Droit devant nous, sur la chaussée, était planté un brave homme d’une
quarantaine d’années, au visage fatigué, à la barbe grisonnante, tenant d’une
main un petit garçon et portant sur l’autre bras un petit être trop faible pour
marcher. Il remplissait l’office de bonne et faisait prendre à ses enfants
l’air du soir. Tous en guenilles. Ces trois visages étaient extraordinairement
sérieux, et ces six yeux contemplaient fixement le café nouveau avec une
admiration égale, mais nuancée diversement par l’âge.

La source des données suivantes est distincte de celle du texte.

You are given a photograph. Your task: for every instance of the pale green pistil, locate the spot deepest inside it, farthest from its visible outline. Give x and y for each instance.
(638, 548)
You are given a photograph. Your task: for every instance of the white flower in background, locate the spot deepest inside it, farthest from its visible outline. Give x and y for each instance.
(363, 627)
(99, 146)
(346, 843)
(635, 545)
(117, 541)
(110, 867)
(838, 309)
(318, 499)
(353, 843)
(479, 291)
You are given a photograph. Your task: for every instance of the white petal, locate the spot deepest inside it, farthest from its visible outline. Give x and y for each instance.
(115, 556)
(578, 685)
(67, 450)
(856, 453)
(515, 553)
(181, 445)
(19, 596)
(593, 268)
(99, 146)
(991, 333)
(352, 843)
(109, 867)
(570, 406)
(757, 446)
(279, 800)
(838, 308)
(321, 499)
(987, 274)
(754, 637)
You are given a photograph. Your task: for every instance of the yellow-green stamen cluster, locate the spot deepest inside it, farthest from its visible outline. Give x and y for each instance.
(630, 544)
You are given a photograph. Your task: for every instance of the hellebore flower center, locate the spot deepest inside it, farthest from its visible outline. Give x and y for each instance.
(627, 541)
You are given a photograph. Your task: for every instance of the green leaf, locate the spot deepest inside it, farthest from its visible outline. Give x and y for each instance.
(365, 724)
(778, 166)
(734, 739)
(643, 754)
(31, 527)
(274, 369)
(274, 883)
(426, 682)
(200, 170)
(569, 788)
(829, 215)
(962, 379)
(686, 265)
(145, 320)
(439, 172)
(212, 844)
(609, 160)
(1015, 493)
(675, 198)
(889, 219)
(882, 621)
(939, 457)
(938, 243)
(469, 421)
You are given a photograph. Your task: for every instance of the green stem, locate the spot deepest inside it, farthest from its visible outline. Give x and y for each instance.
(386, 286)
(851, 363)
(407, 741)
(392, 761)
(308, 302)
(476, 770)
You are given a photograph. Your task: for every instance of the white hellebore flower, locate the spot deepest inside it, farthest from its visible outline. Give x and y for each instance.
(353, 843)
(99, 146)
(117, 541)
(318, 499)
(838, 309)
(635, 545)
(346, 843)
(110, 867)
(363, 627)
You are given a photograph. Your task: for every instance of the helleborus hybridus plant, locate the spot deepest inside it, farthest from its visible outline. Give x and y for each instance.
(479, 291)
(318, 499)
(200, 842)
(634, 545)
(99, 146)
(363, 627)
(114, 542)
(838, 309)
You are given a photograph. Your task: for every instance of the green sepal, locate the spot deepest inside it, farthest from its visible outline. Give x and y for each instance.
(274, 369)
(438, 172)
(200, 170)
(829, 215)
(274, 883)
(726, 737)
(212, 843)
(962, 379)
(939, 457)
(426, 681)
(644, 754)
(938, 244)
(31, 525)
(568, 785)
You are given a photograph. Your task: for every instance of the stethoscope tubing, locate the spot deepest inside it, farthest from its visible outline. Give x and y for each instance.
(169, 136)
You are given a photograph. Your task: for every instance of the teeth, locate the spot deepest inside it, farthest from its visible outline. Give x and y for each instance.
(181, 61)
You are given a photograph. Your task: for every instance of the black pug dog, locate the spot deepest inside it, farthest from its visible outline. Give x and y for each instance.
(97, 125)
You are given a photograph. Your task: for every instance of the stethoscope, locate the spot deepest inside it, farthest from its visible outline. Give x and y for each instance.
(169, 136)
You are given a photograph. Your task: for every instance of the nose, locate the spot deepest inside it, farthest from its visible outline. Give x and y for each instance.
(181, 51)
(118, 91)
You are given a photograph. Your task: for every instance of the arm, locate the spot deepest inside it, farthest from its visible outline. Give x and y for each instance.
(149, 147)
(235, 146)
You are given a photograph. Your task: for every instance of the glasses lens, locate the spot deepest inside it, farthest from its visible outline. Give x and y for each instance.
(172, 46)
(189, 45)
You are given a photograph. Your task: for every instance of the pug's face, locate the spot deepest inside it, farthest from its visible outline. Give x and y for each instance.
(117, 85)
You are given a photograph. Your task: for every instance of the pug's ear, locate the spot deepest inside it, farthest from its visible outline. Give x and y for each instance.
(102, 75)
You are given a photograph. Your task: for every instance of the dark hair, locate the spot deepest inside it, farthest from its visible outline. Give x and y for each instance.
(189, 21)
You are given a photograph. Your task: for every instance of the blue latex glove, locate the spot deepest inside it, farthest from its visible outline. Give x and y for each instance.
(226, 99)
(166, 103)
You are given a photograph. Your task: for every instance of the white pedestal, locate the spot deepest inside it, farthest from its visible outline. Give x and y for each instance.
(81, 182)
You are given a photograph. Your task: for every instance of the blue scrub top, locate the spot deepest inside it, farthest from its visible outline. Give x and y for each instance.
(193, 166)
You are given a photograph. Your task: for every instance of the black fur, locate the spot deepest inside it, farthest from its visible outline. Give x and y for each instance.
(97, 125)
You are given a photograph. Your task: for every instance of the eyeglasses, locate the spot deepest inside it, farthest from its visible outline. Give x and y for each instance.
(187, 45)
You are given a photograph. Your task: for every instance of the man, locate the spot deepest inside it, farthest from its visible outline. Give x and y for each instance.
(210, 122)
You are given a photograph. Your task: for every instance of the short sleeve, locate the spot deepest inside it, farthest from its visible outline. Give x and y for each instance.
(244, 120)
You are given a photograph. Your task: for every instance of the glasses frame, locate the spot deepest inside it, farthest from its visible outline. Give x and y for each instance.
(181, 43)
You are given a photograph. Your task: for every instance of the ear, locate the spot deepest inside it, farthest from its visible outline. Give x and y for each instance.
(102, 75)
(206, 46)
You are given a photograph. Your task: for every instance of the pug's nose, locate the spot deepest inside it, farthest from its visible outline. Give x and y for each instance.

Les yeux du père disaient : «Que c’est beau ! que c’est beau ! on dirait que
tout l’or du pauvre monde est venu se porter sur ces murs. » – Les yeux du
petit garçon : «Que c’est beau ! que c’est beau ! mais c’est une maison où
peuvent seuls entrer les gens qui ne sont pas comme nous.» – Quant aux yeux du
plus petit, ils étaient trop fascinés pour exprimer autre chose qu’une joie
stupide et profonde.
Les chansonniers disent que le plaisir rend l’âme bonne et amollit le cœur. La
chanson avait raison ce soir-là, relativement à moi. Non-seulement j’étais
attendri par cette famille d’yeux, mais je me sentais un peu honteux de nos
verres et de nos carafes, plus grands que notre soif. Je tournais mes regards
vers les vôtres, cher amour, pour y lire ma pensée ; je plongeais dans vos yeux
si beaux et si bizarrement doux, dans vos yeux verts, habités par le Caprice et
inspirés par la Lune, quand vous me dites : «Ces gens-là me sont insupportables
avec leurs yeux ouverts comme des portes cochères ! Ne pourriez-vous pas prier
le maître du café de les éloigner d’ici ?»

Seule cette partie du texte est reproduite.